Грэтиана вздрогнула.
— Я знаю. Вчера вечером, когда ты лежал здесь, я сказала об этом отцу.
Он сжал ее руку.
— Мне тоже хочется сказать ему это.
— Папа ответит, что тогда теряется смысл жизни.
— А я скажу, что, наоборот, смысла в ней становится больше, Грэйси. Ах, как мы сами калечим нашу жизнь — мы, обезьяны в образе ангелов! Когда же наконец мы станем людьми, я спрашиваю? Мы с тобой, Грэйси, должны бороться за достойную жизнь для каждого. А не только размахивать руками по этому поводу! Наклонись ко мне. Как приятно снова прикоснуться к тебе! Все очень хорошо. А теперь мне хочется заснуть…
Когда утром врач заверил, что все обойдется, Пирсон вздохнул с облегчением, но ему пришлось еще выдержать тяжелую борьбу с собой. Что же написать в телеграмме Ноэль? Ему так хотелось, чтобы она снова была дома, подальше от соблазна, от грозящего ей легкомысленного и недостойного брака. Но может ли он умолчать о том, что Джордж выздоравливает? Будет ли это честно? Наконец он послал такую телеграмму: "Джордж вне опасности, но очень слаб. Приезжай".
С вечерней почтой он получил письмо от Тэрзы:
"У меня было два долгих разговора с Ноэль и Сирилом. Их невозможно отговорить. Я серьезно думаю, дорогой Эдвард, что было бы ошибкой упорно сопротивляться их желанию. Он, может быть, не так скоро уедет на фронт, как мы предполагали. Не следует ли пойти на то, чтобы они сделали оглашение в церкви? Это дало бы отсрочку еще на каких–нибудь три недели; а когда придет время им расставаться, может быть, удастся уговорить их отложить свадьбу? Боюсь, что это единственный выход; если ты просто запретишь свадьбу, они сбегут и поженятся где–нибудь в регистрационном бюро".

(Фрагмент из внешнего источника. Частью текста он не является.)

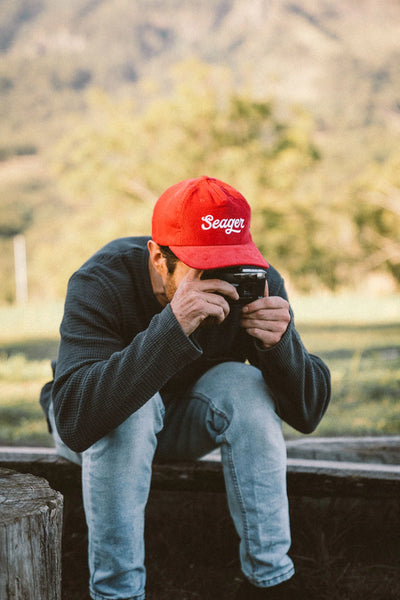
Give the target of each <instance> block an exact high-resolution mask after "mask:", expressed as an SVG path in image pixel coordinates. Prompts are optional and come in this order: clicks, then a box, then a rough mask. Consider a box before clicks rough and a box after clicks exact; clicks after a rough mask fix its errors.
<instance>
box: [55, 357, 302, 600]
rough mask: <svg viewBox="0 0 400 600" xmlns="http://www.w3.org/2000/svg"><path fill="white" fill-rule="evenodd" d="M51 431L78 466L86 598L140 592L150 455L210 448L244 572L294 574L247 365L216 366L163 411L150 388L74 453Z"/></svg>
mask: <svg viewBox="0 0 400 600" xmlns="http://www.w3.org/2000/svg"><path fill="white" fill-rule="evenodd" d="M50 416H51V419H52V420H53V426H54V417H53V415H50ZM53 435H54V437H55V441H56V446H57V451H58V453H59V454H61V455H62V456H65V457H66V458H68V459H70V460H73V461H75V462H78V463H81V464H82V482H83V499H84V507H85V514H86V520H87V524H88V530H89V567H90V593H91V596H92V598H93V599H94V600H106V599H107V600H114V599H115V600H116V599H121V598H124V599H131V600H133V599H134V600H143V599H144V598H145V579H146V570H145V565H144V558H145V557H144V511H145V507H146V503H147V499H148V494H149V489H150V482H151V475H152V462H153V458H154V457H160V458H162V459H164V460H165V459H170V460H172V459H185V460H187V459H197V458H199V457H201V456H203V455H204V454H207V453H208V452H210V451H212V450H214V449H215V448H217V447H219V448H220V449H221V461H222V466H223V472H224V477H225V484H226V491H227V498H228V504H229V510H230V513H231V516H232V519H233V522H234V525H235V527H236V530H237V532H238V534H239V538H240V561H241V566H242V570H243V573H244V574H245V576H246V577H247V578H248V579H249V580H250V581H251V582H252V583H253V584H255V585H257V586H259V587H269V586H273V585H276V584H278V583H281V582H283V581H285V580H286V579H289V578H290V577H291V576H292V575H293V573H294V568H293V563H292V561H291V559H290V558H289V557H288V555H287V552H288V550H289V546H290V526H289V511H288V500H287V494H286V448H285V443H284V439H283V436H282V428H281V422H280V419H279V417H278V416H277V414H276V412H275V409H274V403H273V401H272V399H271V397H270V395H269V393H268V389H267V387H266V385H265V382H264V380H263V377H262V375H261V373H260V371H259V370H258V369H256V368H255V367H252V366H250V365H246V364H241V363H233V362H230V363H223V364H220V365H217V366H215V367H213V368H212V369H210V370H209V371H208V372H207V373H205V374H204V375H203V376H202V377H201V378H200V379H199V380H198V381H197V383H196V384H195V385H194V386H193V388H192V389H191V390H190V392H189V393H188V395H187V397H186V398H185V399H183V400H181V401H179V402H173V403H172V404H170V405H169V406H168V408H167V409H165V407H164V403H163V401H162V399H161V396H160V395H159V394H156V395H155V396H153V397H152V398H151V399H150V400H149V401H148V402H147V403H146V404H145V405H144V406H143V407H142V408H141V409H140V410H138V411H137V412H135V413H134V414H133V415H131V417H129V418H128V419H127V420H126V421H125V422H124V423H122V425H120V426H119V427H118V428H117V429H115V430H114V431H112V432H110V433H109V434H108V435H106V436H105V437H104V438H102V439H101V440H99V441H98V442H96V443H95V444H93V446H91V447H90V448H88V449H87V450H86V451H85V452H83V453H82V454H80V455H79V454H76V453H74V452H72V451H71V450H69V449H68V448H67V447H66V446H65V445H64V444H63V442H62V441H61V440H60V438H59V436H58V434H57V432H56V430H55V428H54V433H53Z"/></svg>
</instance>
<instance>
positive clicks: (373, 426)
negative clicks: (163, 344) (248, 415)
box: [0, 295, 400, 445]
mask: <svg viewBox="0 0 400 600" xmlns="http://www.w3.org/2000/svg"><path fill="white" fill-rule="evenodd" d="M292 304H293V307H294V312H295V317H296V325H297V328H298V330H299V331H300V333H301V336H302V339H303V341H304V343H305V345H306V347H307V348H308V350H309V351H310V352H313V353H315V354H319V355H320V356H321V357H322V358H323V359H324V360H325V361H326V362H327V364H328V365H329V367H330V369H331V373H332V383H333V397H332V402H331V405H330V407H329V409H328V412H327V414H326V415H325V417H324V419H323V420H322V422H321V424H320V425H319V427H318V428H317V430H316V432H315V433H314V434H313V435H329V436H337V435H391V434H400V403H399V402H398V399H399V397H400V296H399V295H395V296H382V297H367V298H365V297H362V296H356V295H347V296H323V297H309V298H307V297H295V298H294V299H293V301H292ZM62 309H63V304H62V302H56V303H51V304H41V305H28V306H26V307H5V306H3V307H0V444H1V445H8V444H10V445H17V444H22V445H52V439H51V437H50V435H49V434H48V433H47V429H46V423H45V420H44V417H43V414H42V411H41V408H40V406H39V403H38V398H39V393H40V389H41V387H42V385H43V384H44V383H45V382H46V381H48V380H49V379H50V378H51V369H50V360H51V359H52V358H54V357H55V356H56V354H57V344H58V327H59V323H60V320H61V316H62ZM284 431H285V435H286V436H287V437H294V436H296V435H299V434H297V433H296V432H295V431H294V430H293V429H291V428H290V427H288V426H286V425H285V426H284Z"/></svg>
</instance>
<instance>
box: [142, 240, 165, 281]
mask: <svg viewBox="0 0 400 600" xmlns="http://www.w3.org/2000/svg"><path fill="white" fill-rule="evenodd" d="M147 248H148V250H149V254H150V261H151V264H152V265H153V267H154V268H155V270H156V271H157V273H159V275H165V273H166V272H167V271H168V269H167V263H166V259H165V256H164V255H163V253H162V252H161V250H160V246H159V245H158V244H157V243H156V242H155V241H154V240H149V241H148V242H147Z"/></svg>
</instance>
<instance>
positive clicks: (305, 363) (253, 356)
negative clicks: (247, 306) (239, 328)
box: [249, 279, 331, 433]
mask: <svg viewBox="0 0 400 600" xmlns="http://www.w3.org/2000/svg"><path fill="white" fill-rule="evenodd" d="M270 290H271V292H272V293H271V295H277V296H278V295H279V296H281V297H282V298H285V299H286V300H287V294H286V291H285V288H284V284H283V280H282V279H281V280H280V284H279V285H278V286H277V289H276V291H275V292H274V290H273V287H272V289H271V288H270ZM290 314H291V321H290V323H289V326H288V328H287V330H286V332H285V334H284V335H283V337H282V338H281V340H280V342H279V343H278V344H276V345H275V346H273V347H272V348H268V349H264V348H263V347H262V346H261V345H260V344H259V343H258V342H257V341H255V340H252V346H253V348H252V351H251V356H250V357H249V358H250V362H252V363H253V364H256V365H257V366H258V367H259V368H260V369H261V371H262V373H263V376H264V379H265V381H266V383H267V385H268V388H269V390H270V393H271V394H272V396H273V398H274V400H275V403H276V409H277V412H278V414H279V416H280V417H281V418H282V419H283V420H284V421H285V422H286V423H288V424H289V425H291V426H292V427H293V428H294V429H297V430H298V431H300V432H302V433H311V432H312V431H314V430H315V428H316V427H317V425H318V423H319V422H320V420H321V419H322V417H323V415H324V414H325V411H326V409H327V407H328V404H329V401H330V395H331V383H330V372H329V369H328V367H327V366H326V365H325V363H324V362H323V361H322V360H321V359H320V358H319V357H318V356H315V355H313V354H310V353H309V352H308V351H307V350H306V348H305V347H304V345H303V343H302V341H301V338H300V335H299V333H298V332H297V331H296V328H295V325H294V318H293V313H292V310H290Z"/></svg>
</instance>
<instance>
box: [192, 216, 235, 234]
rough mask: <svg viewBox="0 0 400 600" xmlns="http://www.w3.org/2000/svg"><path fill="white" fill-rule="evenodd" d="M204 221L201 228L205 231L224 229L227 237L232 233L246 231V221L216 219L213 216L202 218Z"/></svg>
mask: <svg viewBox="0 0 400 600" xmlns="http://www.w3.org/2000/svg"><path fill="white" fill-rule="evenodd" d="M201 220H202V221H204V222H203V224H202V226H201V228H202V229H204V231H207V230H208V229H224V230H225V233H226V234H227V235H230V234H231V233H240V230H241V229H244V219H214V217H213V215H207V216H206V217H201Z"/></svg>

Пирсон отправился в Сквер—Гарден и взял письмо с собой, чувствуя, что ему предстоят горестные размышления. У человека, который много лет был на положении духовного наставника, не могла не сложиться привычка судить других, и он осуждал Ноэль за опрометчивость и непокорство, а черточка упрямства в ее характере еще больше укрепила его в том, что как отец и священник он правильно судит о ней. Тэрза его разочаровала: она, видно, плохо представляет себе непоправимые последствия, которые может иметь этот поспешный и нескромный брак. Она, наверно, смотрит на это слишком легко; она думает, что можно все отдать на волю случая, а если случай обернется неблагоприятно, то все–таки останется какой–нибудь выход. А он полагает, что никакого выхода не будет. Он посмотрел на небо, словно ожидая оттуда поддержки. День был так прекрасен, и так горько было причинить боль своей девочке, даже если это пойдет ей на пользу! Что посоветовала бы ее мать? Он знал, что Агнесса всегда, так же глубоко, как он сам, верила в святость брака!
Он сидел, освещенный солнцем, и чувствовал, как ноет и все больше ожесточается его сердце. Нет, он поступит так, как считает правильным, каковы бы ни были последствия! Он вернулся в дом и написал, что не может дать согласия и требует, чтобы Ноэль немедленно вернулась домой.